L´earning to Love
Gloria Ornelas Hall
Lesson 31: Innocence
The other day I heard a wonderful TED exposé by Mitch Resnick, where he proposes we teach children about coding. http://www.ted.com/talks/lang/es/mitch_resnick_let_s_teach_kids_to_code.html
I have been in education for over 30 years and I had never thought about the importance of innocence in a teacher. We become savvy and stuck-up, critical of our peers and their difficulties. We certainly need innocence as teachers to establish empathy and recognize students’ hardships in learning. But we also need innocence as lovers.Innocence allows us to be spontaneous; to share our fears and insecurities; to ask for help. It takes innocence to be in touch with awe, enthusiasm and humor. As its etymology implies, ‘innocence’ (from lat. Absence of- Gnoscere- to know), requires setting aside assumptions, opinions, preconceptions and previous knowledge. We have to empty our arsenal of self-righteousness and obsequious attention to error, in order to open up to learning, wonder and amazement. That is the emptiness we need, to fully perceive our loved one as he grows and changes, every day and still, be filled with renewed wonder and amazement.
Innocence requires trust, letting go, losing control and responding instinctively. Only with this innocent attitude can we admit we need someone; can we share our vulnerability; can we admit we are wrong and ask for forgiveness, in a relationship.
I thank Mitch for sharing his love for his mother openly, innocently.
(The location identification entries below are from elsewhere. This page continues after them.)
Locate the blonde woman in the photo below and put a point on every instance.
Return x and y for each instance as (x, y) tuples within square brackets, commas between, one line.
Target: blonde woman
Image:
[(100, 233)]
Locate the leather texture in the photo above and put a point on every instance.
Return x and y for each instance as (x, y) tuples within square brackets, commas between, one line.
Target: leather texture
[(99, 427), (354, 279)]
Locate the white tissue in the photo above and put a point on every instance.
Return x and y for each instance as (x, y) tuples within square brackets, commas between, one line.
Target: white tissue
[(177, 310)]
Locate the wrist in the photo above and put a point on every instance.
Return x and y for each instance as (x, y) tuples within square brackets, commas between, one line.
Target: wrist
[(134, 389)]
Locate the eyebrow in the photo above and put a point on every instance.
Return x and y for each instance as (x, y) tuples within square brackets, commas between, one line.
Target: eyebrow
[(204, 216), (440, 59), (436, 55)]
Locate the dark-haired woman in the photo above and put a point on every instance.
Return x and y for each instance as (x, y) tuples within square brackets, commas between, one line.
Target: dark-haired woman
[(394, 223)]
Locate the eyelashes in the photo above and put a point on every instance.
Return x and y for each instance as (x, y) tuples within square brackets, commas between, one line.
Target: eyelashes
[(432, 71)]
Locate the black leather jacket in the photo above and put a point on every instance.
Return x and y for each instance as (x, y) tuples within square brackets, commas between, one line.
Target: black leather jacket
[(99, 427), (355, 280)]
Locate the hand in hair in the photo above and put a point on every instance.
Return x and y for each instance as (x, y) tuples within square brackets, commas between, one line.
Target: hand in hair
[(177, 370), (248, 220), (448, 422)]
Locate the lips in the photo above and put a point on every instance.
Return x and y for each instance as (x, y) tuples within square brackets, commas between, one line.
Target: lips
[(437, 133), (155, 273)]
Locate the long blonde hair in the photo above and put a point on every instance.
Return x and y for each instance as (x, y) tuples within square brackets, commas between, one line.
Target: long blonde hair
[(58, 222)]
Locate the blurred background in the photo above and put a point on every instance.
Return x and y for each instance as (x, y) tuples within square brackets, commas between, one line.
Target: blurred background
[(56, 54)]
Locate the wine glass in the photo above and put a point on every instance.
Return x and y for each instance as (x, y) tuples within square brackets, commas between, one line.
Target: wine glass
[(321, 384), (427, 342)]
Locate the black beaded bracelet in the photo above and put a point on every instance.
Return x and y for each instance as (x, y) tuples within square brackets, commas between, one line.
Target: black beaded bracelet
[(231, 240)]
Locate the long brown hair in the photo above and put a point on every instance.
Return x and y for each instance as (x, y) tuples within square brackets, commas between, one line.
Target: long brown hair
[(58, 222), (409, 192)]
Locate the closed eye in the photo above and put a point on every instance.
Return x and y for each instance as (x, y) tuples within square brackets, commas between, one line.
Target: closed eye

It speaks for his soul, and his authentic desire to reach out to others. Such daring is often met with ridicule and dismissal, when, in fact it is proof of authenticity. It is this innocence, and not humility that makes us trustworthy, as teachers and as lovers. Spontaneous anger, laughter, awe and sharing are all signs of innocence. Creativity, growth and change come with it. Perhaps this is the key to avoid relationships from going stale and to deter us from ageing. We need innocence to believe again, not only in students who fail; but in lovers who fail us and even to believe in ourselves, again.
(It´s a shame I have grown callous and cynical. However, if innocence is not something one looses, perhaps I still have a chance to nurture its regeneration. I´ll have to try it, though the cost of giving up my self-righteous validity will hurt!)